I mean, I dunno if I'd say it's spectacular.
The Spectacular Now. Doesn't it just sound like an indie, coming-of-age movie? That's because it is.
(Someone needs to stop me from watching indie movies. It's becoming a problem.)
The Spectacular Now tells the tale of Sutter Keely, the party hard teenager who essentially doesn't want to grow up because he doesn't see why he should. He drinks and parties and has a hot girlfriend, so like, why would he want to graduate? The beginning of the film sees Sutter lose his girlfriend over trivial reasons, and he writes about it in his personal statement for college, saying it's his big challenge that will prepare him for the future. He gets drunk and he parties and is woken up in the middle of someone's yard by Aimee Finicky, the not-so-typical nerdy nice girl.
What happens next is simple: Sutter's entire philosophy on life is changed as he proceeds to help Aimee out by dating her and taking her to prom and making her fall in love with him.
From the outside, The Spectacular Now seems like just another one of those films, and I'd be lying if I said I didn't consider turning it off after only twenty minutes of watching. But I'm glad I stuck with it, because I was surprised massively by how this movie turned out.

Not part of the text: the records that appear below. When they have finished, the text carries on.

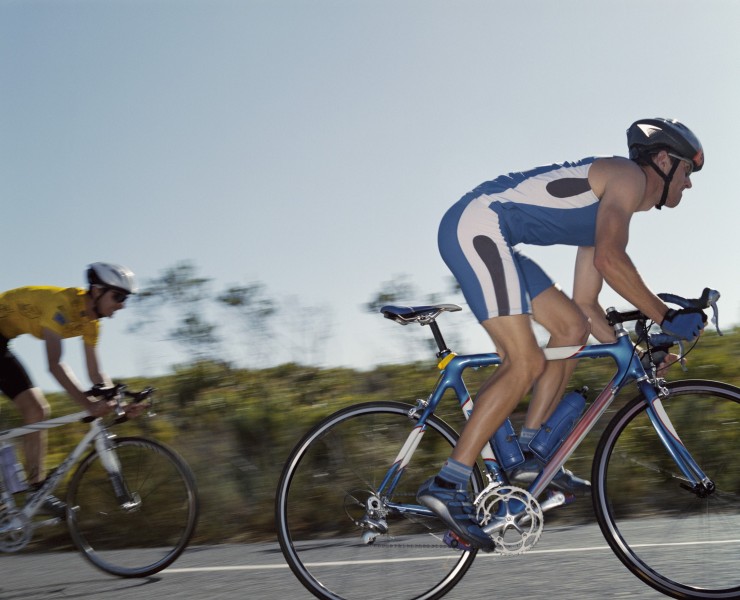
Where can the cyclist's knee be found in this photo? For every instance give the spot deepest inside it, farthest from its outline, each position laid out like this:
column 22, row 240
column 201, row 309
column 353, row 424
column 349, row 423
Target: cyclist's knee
column 574, row 330
column 525, row 368
column 33, row 405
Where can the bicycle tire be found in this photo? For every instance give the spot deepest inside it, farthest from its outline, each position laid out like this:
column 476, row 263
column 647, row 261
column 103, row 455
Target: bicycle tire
column 142, row 540
column 324, row 488
column 681, row 544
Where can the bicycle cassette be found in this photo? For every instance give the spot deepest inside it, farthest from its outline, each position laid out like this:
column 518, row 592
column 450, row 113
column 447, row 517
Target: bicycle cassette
column 512, row 517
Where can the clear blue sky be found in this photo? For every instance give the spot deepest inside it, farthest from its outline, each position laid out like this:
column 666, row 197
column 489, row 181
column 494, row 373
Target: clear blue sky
column 314, row 145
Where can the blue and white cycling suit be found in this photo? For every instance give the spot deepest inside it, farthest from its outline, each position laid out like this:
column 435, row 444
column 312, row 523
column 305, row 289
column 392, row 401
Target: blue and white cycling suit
column 548, row 205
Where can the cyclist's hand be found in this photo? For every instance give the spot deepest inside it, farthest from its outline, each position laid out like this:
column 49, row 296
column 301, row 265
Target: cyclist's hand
column 686, row 324
column 98, row 408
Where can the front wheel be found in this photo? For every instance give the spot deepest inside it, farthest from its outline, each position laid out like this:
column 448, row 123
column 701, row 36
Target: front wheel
column 138, row 521
column 340, row 537
column 683, row 542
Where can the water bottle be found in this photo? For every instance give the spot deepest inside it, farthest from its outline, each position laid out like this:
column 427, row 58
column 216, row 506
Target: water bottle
column 13, row 473
column 506, row 446
column 554, row 431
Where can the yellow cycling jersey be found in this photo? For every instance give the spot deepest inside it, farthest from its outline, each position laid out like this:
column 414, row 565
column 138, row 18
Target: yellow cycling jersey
column 32, row 309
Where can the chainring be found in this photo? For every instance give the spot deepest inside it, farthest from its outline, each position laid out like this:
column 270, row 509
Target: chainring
column 512, row 517
column 15, row 530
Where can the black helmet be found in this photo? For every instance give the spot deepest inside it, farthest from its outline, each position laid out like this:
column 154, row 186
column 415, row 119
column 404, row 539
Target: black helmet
column 653, row 135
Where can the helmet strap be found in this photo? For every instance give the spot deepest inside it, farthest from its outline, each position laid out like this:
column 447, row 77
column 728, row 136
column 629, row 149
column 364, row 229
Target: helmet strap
column 96, row 310
column 666, row 180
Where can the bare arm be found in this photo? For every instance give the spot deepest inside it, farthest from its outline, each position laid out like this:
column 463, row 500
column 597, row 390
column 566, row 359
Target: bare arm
column 623, row 185
column 65, row 377
column 587, row 284
column 93, row 368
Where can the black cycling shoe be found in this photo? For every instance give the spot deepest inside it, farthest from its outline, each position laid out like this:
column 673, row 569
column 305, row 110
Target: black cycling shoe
column 454, row 507
column 54, row 507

So it was really no surprise when Aimee does fall in love with him. It's easy to see it coming - Sutter begins teaching her how to love herself from the very beginning, saying she's beautiful and she can't let her mother dictate her life, and as I stumbled down this winding path with them, I saw myself hoping more and more that she would at least confess it. (She did, after they called and visited his dad, who turned out to be a drunk who didn't really care about his only son - and Sutter told her again and again that she didn't love him, she shouldn't love him.) She wants them to move in together after graduation, go to Philly and find dumb jobs, but she ends up leaving without him because, more than anything, Sutter can't grow up.
It's this underlying current throughout the entire movie, popping up every few scenes during conversations with teachers or his mother or his ex-girlfriend. More than this love story that unfolds before your eyes, you see Sutter fall deeper and deeper into his own trap. He reminds me of Peter Pan - he won't grow up and he refuses to take responsibility for anything and he doesn't want to move on from being a teenager in high school; it's pulling him down because he can't give himself or anyone else a future. He can't even promise not to come into work drunk so he ends up losing his job, and it seems like, after everything that happened between he and Aimee, between he and his dad - it seems like nothing really mattered.
And then the greatest thing happens.
Sutter returns to his personal statement about his greatest challenge, and he erases the answer he had before. Instead, he writes about his greatest challenge - himself. Just - watch it.
I don't think I've ever been more excited about character development in my life. (And I'm a writer, so... that says something.) Sutter made a huge realization about himself. It took a whole lot of awful things happening for him to make it, but - he made it. Just like the past few movies I've watched, The Spectacular Now wasn't just about the romance - it had some pretty good messages in it too. I wasn't expecting to like it as much as I did, but I've never been so glad to be surprised by the ending of a movie.
Because I think a lot of high school students feel the same way as Sutter. A lot of us don't want to grow up for our own reasons, and we think about the future and sometimes we don't see the point. We don't see what's so great about being an adult and paying bills and having to take responsibility for everything we didn't have to as kids. Sutter showed me it's okay not to want the future, but you have to take it anyway. You have to feel things - the good and the bad - in order to get anywhere. You can't take things for granted. Aimee showed me that you have to dream and you have to love and you have to be everything you want to be, because no one is going to hand you anything on a silver platter.
Aimee and Sutter's love story wasn't so much about love as it was about growing up and moving on. And I loved that.
And I love this movie.
I'm rating The Spectacular Now four cookies out of a possible five.